Once you are published, the situation gets much more chaotic. You have to oversee the released book** while managing the pipeline on the next books and at the same time looking ahead to possibly changing your strategy based on how your plan is executing. You will never have more time and less stress than you do before you publish, so make the best use of those brain cells to position yourself properly. In the end, you’ll probably find you rushed the process anyway (thanks a lot, #5) and made mistakes, but having strategized once, you’ll be able to salvage the best pieces and rethink as necessary.

I take a certain amount of twisted comfort in knowing that I can revise my career at least as much as I revise my stories. :)

* The world of publishing is going through a lot of changes, and I don’t see it coming to a peaceful status quo anytime soon, so learning is going to be an on-going task. I just remind myself learning new things is good for my brain.

** Even traditionally published authors are finding that many of the tasks involved in making a book successful are falling on their shoulders.

Bonus hard truth: no one cares as much about your career as you do, so due diligence is always on you, no matter how or where you publish.

If you have a creative or business strategy that worked out well for you -- or that failed miserably! -- please share so we can all learn more.

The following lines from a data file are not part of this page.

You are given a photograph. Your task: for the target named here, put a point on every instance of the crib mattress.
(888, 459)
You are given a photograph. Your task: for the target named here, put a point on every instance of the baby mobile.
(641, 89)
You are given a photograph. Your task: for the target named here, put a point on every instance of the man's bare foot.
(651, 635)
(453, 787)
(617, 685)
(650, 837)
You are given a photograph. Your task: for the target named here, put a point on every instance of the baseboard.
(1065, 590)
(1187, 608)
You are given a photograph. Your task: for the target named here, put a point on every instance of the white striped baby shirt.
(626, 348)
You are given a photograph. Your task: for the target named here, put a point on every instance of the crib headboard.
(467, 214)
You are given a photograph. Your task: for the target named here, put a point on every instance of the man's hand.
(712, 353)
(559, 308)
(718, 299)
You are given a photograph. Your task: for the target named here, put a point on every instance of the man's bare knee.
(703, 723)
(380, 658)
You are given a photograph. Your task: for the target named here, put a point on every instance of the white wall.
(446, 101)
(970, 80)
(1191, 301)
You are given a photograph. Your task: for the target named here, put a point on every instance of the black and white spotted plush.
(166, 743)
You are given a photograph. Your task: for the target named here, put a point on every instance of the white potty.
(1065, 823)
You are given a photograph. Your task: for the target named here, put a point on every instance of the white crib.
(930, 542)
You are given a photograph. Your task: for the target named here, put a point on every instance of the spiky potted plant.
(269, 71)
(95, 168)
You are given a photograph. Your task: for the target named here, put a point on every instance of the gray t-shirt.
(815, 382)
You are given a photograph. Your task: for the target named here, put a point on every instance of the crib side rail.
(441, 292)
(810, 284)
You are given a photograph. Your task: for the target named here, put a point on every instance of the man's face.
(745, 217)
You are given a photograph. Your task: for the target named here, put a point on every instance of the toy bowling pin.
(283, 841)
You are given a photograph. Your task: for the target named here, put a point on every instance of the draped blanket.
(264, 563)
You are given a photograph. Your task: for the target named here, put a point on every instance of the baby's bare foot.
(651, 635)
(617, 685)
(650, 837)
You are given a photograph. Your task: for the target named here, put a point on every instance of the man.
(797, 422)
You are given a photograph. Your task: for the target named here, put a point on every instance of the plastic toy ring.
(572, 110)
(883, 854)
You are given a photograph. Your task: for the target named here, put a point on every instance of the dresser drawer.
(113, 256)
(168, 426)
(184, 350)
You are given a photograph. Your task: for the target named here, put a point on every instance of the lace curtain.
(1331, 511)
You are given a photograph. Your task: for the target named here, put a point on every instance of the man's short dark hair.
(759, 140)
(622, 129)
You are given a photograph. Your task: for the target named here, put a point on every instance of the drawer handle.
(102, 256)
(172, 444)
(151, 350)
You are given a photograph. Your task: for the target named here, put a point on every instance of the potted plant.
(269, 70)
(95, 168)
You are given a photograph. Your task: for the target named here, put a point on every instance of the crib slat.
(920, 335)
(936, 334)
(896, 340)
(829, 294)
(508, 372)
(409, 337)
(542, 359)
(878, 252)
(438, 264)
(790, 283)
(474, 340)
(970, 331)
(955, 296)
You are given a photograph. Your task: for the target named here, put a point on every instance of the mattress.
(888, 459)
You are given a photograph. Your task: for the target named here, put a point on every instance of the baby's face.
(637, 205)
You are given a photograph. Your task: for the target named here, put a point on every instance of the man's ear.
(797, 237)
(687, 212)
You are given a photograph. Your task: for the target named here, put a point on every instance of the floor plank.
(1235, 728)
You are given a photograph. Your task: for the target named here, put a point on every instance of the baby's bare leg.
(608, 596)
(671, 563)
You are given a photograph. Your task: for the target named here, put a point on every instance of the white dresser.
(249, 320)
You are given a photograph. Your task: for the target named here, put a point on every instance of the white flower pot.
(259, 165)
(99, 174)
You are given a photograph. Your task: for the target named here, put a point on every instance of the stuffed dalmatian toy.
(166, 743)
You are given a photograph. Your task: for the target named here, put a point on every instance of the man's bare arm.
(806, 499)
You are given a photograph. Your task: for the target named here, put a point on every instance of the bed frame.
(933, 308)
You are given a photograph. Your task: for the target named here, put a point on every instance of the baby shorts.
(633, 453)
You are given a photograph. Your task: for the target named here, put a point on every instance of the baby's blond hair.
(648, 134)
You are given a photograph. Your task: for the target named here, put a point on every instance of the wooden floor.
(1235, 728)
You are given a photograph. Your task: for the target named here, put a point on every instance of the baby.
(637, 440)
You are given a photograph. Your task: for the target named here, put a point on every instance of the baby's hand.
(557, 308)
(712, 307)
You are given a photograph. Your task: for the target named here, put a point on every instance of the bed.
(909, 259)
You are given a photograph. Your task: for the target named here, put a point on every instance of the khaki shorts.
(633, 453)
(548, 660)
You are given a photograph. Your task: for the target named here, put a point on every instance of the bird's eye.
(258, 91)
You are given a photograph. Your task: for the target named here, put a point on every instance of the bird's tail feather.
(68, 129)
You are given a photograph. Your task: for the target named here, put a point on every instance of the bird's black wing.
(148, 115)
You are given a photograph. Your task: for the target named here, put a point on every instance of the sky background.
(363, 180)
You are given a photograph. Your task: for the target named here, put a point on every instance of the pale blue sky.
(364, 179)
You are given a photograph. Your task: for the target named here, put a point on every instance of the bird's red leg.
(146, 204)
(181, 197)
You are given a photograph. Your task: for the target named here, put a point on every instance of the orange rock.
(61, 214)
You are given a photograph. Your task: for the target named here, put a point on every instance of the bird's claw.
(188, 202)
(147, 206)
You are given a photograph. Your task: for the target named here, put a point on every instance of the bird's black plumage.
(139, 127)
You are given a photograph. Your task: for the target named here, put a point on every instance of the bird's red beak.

 Bio: There are too many cool worlds to explore! Which is how Jessa Slade got started writing paranormal romance, urban fantasy romance and science fiction romance… but then dabbled in hot contemporary romance as Jenna Dales…and now also writes sexy shapeshifting romance as Elsa Jade. All her worlds feature mighty alpha males and strong, smart heroines with a bit of attitude. You can get QUEEN OF STARLIGHT free most places ebooks are sold or HERO for 99¢ at Amazon or free with Kindle Unlimited.






You can find her online in the usual haunts:

2 comments:

Sarah Raplee said...

Hi Jessa, I commented yesterday but it went into a black hole. Sorry!

Thank you for Guesting with us at RTG.

You've inspired me to strategize, that's for sure! Yesterday at a Windtree Press meeting, I learned that Mysteries are hugely popular overseas, so I'll emphasize the suspense aspect of my romantic suspense books in the descriptions I put out on the overseas distributor sites. Position myself as a suspense and mystery author rather than an RS author. I'll let you know how that works out.

Judith Ashley said...

Thanks, Jessa! I totally agree with the need to organize/strategize my writing goals with my marketing and promoting goals. I've found it is a balancing act on the best of days but without a strategy or a plan, I'm just spinning my wheels. In order to get the most exposure or visibility, I do need a plan.

First and foremost is updating my categories and keywords on the various sites where my books are available. With my new computer, that should be much easier than it would have been a week ago. If readers can't find me, I won't have many sales!